How did President Abraham Lincoln’s foot problems affect both the Civil War and the Jewish population of the United States? In honor of Jewish American Heritage Month, Jewish Treats presents the unusual history of Isachar Zacharie (1827-1900), podiatrist and diplomat.
Born in England, Zacharie came to America in the 1840s and set up shop in New York, where his successful chiropody (podiatry) practice served such clients as Henry Clay and William Cullen Bryant. It was Zacharie’s treatment of Edwin Stanton, the Secretary of War, however, that brought him to the White House in September of 1862.
In the course of the President’s foot treatments, a friendship developed. In 1863, Lincoln sent Zacharie on a special mission to report on the state of affairs in New Orleans, where Union General Nathaniel P. Banks had just assumed the command of the Department of the Gulf. While there, Zacharie offered his professional skills and treated nearly 15,000 Union soldiers. His 1872 petition for payment for these services (he sought $45,000) was dismissed by Congress.
Lincoln also sent Zacharie as a special envoy to Richmond, VA (the Confederate capital), to try to negotiate peace. Although it is said that he had a special rapport with the Confederacy’s Secretary of State, Judah P. Benjamin (also Jewish), his mission was unsuccessful. Lincoln’s cabinet rejected the plan with which he returned (of which no recorded details remain).
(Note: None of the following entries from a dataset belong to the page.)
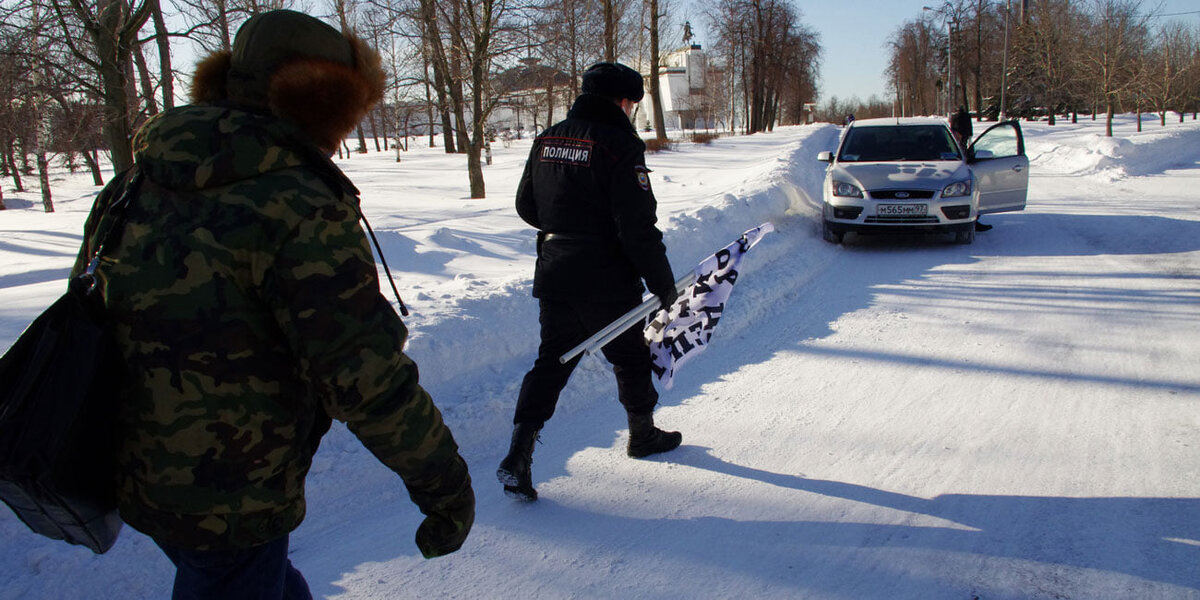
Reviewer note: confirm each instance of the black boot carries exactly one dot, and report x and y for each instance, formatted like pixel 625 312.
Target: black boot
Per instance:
pixel 515 468
pixel 646 439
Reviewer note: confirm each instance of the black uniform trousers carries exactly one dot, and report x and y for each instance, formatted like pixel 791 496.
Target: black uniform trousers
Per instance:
pixel 564 325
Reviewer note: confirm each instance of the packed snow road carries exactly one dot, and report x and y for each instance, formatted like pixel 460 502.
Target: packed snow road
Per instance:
pixel 895 418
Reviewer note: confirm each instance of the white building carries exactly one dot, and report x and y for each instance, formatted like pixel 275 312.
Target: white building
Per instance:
pixel 682 87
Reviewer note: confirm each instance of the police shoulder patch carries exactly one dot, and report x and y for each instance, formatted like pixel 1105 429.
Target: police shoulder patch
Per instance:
pixel 643 177
pixel 567 151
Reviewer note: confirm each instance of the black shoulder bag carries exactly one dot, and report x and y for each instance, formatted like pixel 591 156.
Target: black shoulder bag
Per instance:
pixel 59 387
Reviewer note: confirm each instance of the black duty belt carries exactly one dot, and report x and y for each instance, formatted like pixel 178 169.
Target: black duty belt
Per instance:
pixel 571 237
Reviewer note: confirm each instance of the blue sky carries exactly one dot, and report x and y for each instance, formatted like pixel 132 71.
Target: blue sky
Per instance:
pixel 855 33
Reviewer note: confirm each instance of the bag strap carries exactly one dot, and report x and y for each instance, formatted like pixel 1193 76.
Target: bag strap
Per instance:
pixel 383 261
pixel 114 220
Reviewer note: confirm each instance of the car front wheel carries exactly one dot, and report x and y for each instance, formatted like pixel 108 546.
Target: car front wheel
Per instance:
pixel 831 235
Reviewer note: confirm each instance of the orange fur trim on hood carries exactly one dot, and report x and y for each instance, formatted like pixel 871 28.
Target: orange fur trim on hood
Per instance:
pixel 323 97
pixel 209 82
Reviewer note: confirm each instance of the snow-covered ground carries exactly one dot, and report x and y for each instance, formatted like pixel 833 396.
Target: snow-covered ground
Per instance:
pixel 893 418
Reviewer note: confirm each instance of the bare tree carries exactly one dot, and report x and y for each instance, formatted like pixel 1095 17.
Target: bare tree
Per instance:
pixel 913 69
pixel 112 27
pixel 1116 35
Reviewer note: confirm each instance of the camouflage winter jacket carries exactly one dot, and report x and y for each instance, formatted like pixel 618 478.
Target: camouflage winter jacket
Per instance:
pixel 249 312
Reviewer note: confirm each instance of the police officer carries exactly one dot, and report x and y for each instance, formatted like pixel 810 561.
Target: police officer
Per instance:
pixel 587 190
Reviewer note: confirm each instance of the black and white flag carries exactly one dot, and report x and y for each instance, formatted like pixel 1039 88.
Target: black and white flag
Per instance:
pixel 678 335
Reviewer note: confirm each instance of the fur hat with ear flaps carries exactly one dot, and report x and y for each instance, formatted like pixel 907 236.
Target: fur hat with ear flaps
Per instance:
pixel 300 70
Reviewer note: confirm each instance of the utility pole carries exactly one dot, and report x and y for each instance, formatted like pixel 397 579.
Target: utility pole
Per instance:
pixel 1003 69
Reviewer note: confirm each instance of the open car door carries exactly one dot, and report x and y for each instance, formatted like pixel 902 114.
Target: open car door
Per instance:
pixel 1001 168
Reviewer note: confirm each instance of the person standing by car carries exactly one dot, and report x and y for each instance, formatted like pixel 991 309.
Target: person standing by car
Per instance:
pixel 963 129
pixel 247 311
pixel 587 190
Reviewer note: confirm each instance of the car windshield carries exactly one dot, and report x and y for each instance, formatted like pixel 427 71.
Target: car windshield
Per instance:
pixel 899 143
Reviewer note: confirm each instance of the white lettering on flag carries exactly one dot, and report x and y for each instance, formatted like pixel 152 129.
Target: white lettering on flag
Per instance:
pixel 678 335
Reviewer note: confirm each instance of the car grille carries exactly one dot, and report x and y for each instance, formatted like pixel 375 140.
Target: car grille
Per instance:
pixel 921 220
pixel 900 195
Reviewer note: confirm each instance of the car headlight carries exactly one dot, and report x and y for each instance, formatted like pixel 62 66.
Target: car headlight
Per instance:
pixel 846 190
pixel 957 189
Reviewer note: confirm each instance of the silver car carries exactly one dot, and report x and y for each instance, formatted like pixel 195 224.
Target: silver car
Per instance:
pixel 911 174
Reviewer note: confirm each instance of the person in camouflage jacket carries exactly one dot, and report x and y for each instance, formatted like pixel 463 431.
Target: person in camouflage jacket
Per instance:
pixel 247 307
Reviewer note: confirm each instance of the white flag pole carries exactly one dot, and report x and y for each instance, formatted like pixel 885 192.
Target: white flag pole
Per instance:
pixel 610 333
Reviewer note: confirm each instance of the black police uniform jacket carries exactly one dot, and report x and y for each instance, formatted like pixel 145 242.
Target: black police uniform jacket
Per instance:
pixel 587 189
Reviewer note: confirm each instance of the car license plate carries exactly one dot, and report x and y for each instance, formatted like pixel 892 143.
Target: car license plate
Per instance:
pixel 901 210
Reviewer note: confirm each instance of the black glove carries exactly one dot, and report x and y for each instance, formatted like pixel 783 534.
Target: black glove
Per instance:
pixel 667 297
pixel 448 516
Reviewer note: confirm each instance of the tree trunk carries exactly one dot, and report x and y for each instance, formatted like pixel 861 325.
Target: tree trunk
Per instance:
pixel 89 159
pixel 610 31
pixel 11 161
pixel 375 131
pixel 43 178
pixel 166 73
pixel 143 71
pixel 363 141
pixel 113 30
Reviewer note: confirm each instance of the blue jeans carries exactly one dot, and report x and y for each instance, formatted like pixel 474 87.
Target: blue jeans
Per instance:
pixel 261 573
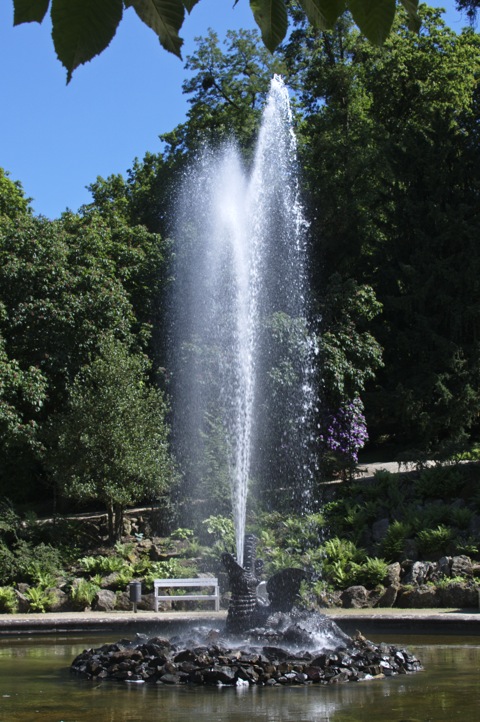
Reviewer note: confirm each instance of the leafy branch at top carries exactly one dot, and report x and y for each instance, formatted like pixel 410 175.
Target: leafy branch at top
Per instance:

Zacharie’s unique relationship with President Lincoln allowed him to influence the White House’s view on Jewish affairs as well. When General Ulysses S. Grant ordered the Jews expelled from Kentucky, Tennessee and Mississippi, Zacharie advised the President to rescind the order.
In 1874, Zacharie returned to his native England, where he lived out the rest of his life.